In matrimonial cases, often a closely held business is one of the most valuable assets of the marital estate. Once values have been ascribed to assets in the marital estate, the court equitably divides those assets. Frequently, the business-owning spouse wishes to retain the closely held business and “buys out” the non-business owning spouse (i.e., is ordered to compensate the non-business owning spouse for the latter’s equitable share of the business’ value). The double dip occurs where the business-owning spouse has paid some portion of the value of the entity to the non-business owning spouse and, in conjunction with that payment, is also required to pay support to the non-business owning spouse based on the earnings generated by that same closely held business.
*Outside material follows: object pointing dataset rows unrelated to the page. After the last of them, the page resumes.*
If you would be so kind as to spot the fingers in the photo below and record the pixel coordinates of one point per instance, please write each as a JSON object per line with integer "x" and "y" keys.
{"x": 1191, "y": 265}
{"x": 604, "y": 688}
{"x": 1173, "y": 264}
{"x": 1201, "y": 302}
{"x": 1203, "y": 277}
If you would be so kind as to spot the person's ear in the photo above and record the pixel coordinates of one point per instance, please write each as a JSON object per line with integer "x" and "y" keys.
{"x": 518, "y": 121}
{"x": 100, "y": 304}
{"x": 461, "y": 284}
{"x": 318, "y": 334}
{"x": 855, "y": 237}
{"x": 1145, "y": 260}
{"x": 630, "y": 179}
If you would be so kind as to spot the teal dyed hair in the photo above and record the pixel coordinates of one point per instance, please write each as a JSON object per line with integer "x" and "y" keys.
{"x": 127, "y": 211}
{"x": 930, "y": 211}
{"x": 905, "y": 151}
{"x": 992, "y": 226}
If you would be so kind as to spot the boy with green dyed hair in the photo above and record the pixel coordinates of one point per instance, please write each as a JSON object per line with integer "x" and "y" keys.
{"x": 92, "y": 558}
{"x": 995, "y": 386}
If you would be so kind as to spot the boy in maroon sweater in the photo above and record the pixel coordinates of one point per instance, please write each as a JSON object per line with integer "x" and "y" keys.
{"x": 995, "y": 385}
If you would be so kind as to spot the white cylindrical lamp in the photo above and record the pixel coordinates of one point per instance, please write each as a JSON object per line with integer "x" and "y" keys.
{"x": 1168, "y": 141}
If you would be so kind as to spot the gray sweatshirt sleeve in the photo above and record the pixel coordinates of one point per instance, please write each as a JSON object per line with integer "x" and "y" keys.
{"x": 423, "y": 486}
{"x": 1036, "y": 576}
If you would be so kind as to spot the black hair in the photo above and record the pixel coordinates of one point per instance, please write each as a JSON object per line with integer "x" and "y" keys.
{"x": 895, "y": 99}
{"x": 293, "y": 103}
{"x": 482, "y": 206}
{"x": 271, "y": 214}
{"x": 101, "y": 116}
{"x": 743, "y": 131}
This can be a particularly acute problem when the closely held business is a service-based business and the vast majority of revenues are generated from the provision of personal services.

What Happened

Let’s look at what happened in the Oudheusden case’s long and lengthy travel through the Connecticut court system.

The husband owned two closely held businesses collectively valued at $904,000, from which he earned compensation of $550,000. The businesses represented the primary component of value in the marital estate. The Trial Court ordered the husband to pay the wife $452,000, representing 50% of the value of the closely held businesses, and awarded the two businesses solely to the husband. The Court then awarded the wife lifetime alimony of $18,000 per month, or $216,000 annually, based on husband’s annual earnings of $550,000.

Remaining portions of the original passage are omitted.